Dans un billet d’humeur, l’OTRE évoque les raisons de la colère des transporteurs liée à la concurrence déloyale et au dumping social du pavillon français, en partie. De plus en plus, les transporteurs français doivent faire face à des tarifs tirés vers le bas et à des pratiques illégales et tous veulent une concurrence régulée au niveau national, européen et international.

La concurrence déloyale et dumping social

Les PME du transport routier doivent faire face depuis de nombreuses années à une concurrence déloyale au niveau national, européen et international. Dans un sondage réalisé entre le 4 et 15 février dernier, l’Alliance professionnelle du transport routier avait mis en évidence que 95,2% des entreprises du secteur voulaient une unité des fédérations professionnelles sur le cabotage illégal, la concurrence déloyale des VUL venant de l’Est et 77,6% d’entre eux étaient prêt à se mobiliser pour se faire entendre. La colère des transporteurs est en partie liée au manque de contrôle sur : le temps de conduite et de repos (peu respecté par leurs homologues européens), sur les documents falsifiés, le cabotage illégal…

La colère des transporteurs, quelles solutions ?
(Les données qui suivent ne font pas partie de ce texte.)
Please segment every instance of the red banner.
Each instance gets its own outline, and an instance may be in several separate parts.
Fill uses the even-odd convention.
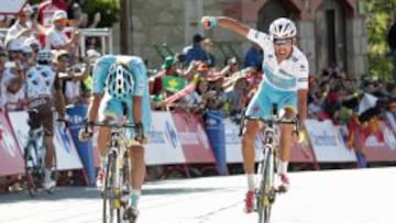
[[[24,159],[4,112],[0,112],[0,176],[24,171]]]
[[[187,164],[216,163],[209,138],[198,115],[173,113]]]

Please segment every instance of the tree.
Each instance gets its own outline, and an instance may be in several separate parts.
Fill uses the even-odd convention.
[[[392,78],[392,63],[386,37],[396,14],[396,1],[366,0],[369,74],[381,79]]]

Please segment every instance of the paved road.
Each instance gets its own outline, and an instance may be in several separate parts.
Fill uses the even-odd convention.
[[[396,168],[290,174],[292,190],[277,197],[276,223],[395,223]],[[243,176],[165,180],[145,186],[141,223],[255,222],[244,214]],[[31,199],[25,191],[0,194],[0,223],[100,222],[94,188],[59,188]]]

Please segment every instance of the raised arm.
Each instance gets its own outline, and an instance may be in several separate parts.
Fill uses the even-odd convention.
[[[228,16],[202,16],[201,23],[207,30],[221,26],[242,35],[243,37],[248,36],[251,29],[250,26]]]

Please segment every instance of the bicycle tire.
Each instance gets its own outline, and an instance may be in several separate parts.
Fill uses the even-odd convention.
[[[34,160],[34,156],[32,153],[35,150],[35,144],[32,142],[28,142],[24,148],[24,165],[25,165],[25,182],[29,194],[33,198],[38,193],[37,188],[37,174],[36,170],[37,161]]]
[[[110,223],[116,220],[114,216],[114,170],[116,170],[116,155],[108,155],[108,163],[106,165],[106,177],[105,177],[105,186],[103,186],[103,223]],[[119,214],[119,213],[118,213]]]
[[[271,209],[273,200],[270,198],[270,193],[274,190],[273,179],[274,179],[274,155],[272,148],[268,146],[265,149],[264,158],[262,160],[261,169],[261,181],[257,196],[257,212],[258,212],[258,223],[270,223],[271,219]],[[260,170],[260,169],[258,169]]]

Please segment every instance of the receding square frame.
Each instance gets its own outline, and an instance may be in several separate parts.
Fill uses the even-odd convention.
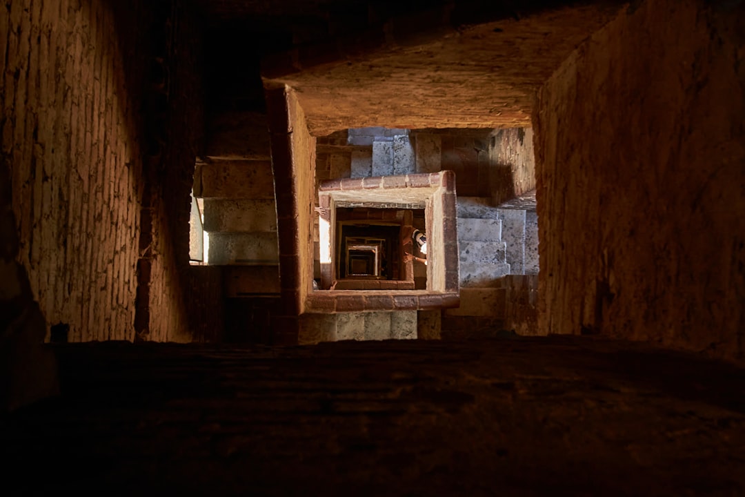
[[[457,307],[460,304],[460,288],[455,200],[455,174],[451,171],[341,178],[322,183],[318,191],[322,281],[328,283],[334,278],[337,207],[424,209],[428,246],[427,288],[317,290],[308,294],[305,311],[329,313]]]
Pour l’OTRE, il est clair qu’il faut « renforcer les contrôles et les rendre efficients » tout en simplifiant et en « complétant la loi par des mesures facilitant les contrôles ». L’OTRE préconise la mise en place d’une déclaration préalable de toutes les opérations de cabotage afin de vérifier lors d’un contrôle la conformité de la marchandise transportée avec la lettre de voiture, bien souvent falsifiée par les transporteurs étrangers. Au sein de l’Europe, il faudrait accentuer les contrôles et disposer d’un cadre juridique commun portant sur la réglementation transport et la réglementation travail. L’OTRE vous propose de regarder le reportage planifié dans l’émission Cash investigation du 22 mars prochain, à l’ouverture du SITL (semaine international du transport et de la logistique de Paris) pour comprendre l’ampleur du problème.